La dimensión de las celebraciones depende también de su connotación religiosa. La Navidad cristiana necesita de credo y oraciones para glorificar el nacimiento de Jesús. Muchas personas acuden a la Misa del Gallo, a veces siendo ateos, porque es un momento donde se espera encontrar comunión, vivir en comunión. La decoración de pesebres y cantos de villancicos no ha estado sola en estas fechas que también han recibido fiestas paganas, rituales destinados al Dios Sol, a la lluvia, a la fertilidad y saludos de bienvenida al solsticio de invierno. Sin olvidar todas las ocasiones en las que el Ramadán y la Navidad cristiana han coincido en el tiempo. La celebración musulmana comienza en la luna creciente del noveno mes del calendario islámico y se extiende hasta la siguiente luna creciente. El prolongado ayuno la caracteriza, en sintonía con la meditación y la oración en una especie de purificación de cuerpo y mente. En 1900 coincidieron Navidad y Ramadán. La circunstancia quiso que, juntas, ambas celebraciones dieran inicio a un siglo XX que ya sabemos muy bien cómo fue y todo lo que de él heredamos y multiplicamos.
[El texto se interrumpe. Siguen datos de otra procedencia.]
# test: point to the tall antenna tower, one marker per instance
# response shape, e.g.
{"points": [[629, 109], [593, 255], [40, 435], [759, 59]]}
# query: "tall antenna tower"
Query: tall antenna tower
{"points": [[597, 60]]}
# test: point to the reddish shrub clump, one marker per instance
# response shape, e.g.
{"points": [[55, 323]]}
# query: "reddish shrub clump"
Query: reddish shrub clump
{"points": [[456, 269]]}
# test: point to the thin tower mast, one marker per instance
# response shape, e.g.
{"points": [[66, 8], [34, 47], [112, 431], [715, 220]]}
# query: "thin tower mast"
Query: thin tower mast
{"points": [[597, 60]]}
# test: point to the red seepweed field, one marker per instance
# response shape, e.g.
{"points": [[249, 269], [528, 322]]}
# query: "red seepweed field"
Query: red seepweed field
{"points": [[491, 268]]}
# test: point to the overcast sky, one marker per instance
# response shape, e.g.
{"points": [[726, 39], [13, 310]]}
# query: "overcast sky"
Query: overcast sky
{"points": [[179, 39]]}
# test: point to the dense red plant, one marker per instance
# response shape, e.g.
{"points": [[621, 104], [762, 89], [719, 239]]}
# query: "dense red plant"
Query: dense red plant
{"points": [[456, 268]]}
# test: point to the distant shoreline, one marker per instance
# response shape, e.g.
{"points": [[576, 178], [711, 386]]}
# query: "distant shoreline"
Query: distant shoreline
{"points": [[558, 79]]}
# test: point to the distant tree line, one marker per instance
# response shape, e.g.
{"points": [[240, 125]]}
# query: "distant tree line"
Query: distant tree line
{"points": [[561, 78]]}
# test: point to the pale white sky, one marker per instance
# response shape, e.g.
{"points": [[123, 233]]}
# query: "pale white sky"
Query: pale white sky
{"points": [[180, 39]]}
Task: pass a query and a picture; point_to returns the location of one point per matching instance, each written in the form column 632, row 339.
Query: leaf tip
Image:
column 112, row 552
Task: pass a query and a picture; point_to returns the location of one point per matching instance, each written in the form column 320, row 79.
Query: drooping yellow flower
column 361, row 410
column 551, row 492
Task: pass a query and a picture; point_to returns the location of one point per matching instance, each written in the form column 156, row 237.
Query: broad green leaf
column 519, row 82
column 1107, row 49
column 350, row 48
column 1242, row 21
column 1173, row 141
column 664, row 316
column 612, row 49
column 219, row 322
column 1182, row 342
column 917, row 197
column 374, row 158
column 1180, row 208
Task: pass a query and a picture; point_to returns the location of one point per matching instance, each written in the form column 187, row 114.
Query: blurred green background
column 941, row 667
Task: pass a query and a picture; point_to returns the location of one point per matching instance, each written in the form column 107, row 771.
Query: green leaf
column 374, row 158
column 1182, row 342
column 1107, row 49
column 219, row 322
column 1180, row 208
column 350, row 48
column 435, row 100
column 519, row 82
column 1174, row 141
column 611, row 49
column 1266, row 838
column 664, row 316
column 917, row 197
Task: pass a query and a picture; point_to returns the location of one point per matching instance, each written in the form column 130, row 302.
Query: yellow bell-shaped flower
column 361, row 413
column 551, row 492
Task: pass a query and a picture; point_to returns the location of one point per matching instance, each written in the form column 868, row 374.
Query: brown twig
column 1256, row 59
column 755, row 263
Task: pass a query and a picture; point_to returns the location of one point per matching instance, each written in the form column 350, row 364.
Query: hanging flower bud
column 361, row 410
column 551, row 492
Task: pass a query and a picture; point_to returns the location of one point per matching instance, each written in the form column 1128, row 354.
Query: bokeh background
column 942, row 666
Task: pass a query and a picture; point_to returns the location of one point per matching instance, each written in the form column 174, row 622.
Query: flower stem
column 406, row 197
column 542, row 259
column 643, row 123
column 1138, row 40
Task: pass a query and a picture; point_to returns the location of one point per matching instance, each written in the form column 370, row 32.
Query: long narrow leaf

No obstante, yo miro con cierta esperanza hacia 2030 cuando volverán a coincidir. Quizás para entonces se logre un mejor concilio, una armonía real y nosotros estemos aún aquí para disfrutarlo.
Desde este mes que no es monolítico, sino que en cambio tiene de todo, vigilaremos el pedacito de futuro que se nos rebelará con la llegada del amanecer del primer día de año nuevo. Caminaremos despacio hacia esa farsa renovada -al decir de la brillante periodista que es Leila Guerriero-, hacia esa idea ambigua de que algo nuevo va a comenzar, pero sería importante que lo hiciéramos con las manos llenas de semillas de lo bueno y lo sabio (poco o mucho) que pudimos rescatar del año anterior. Y que, sobre todo, lo hagamos con la certeza de que diciembre, como muchas otras cosas, tampoco es, ni será jamás, algo definitivo.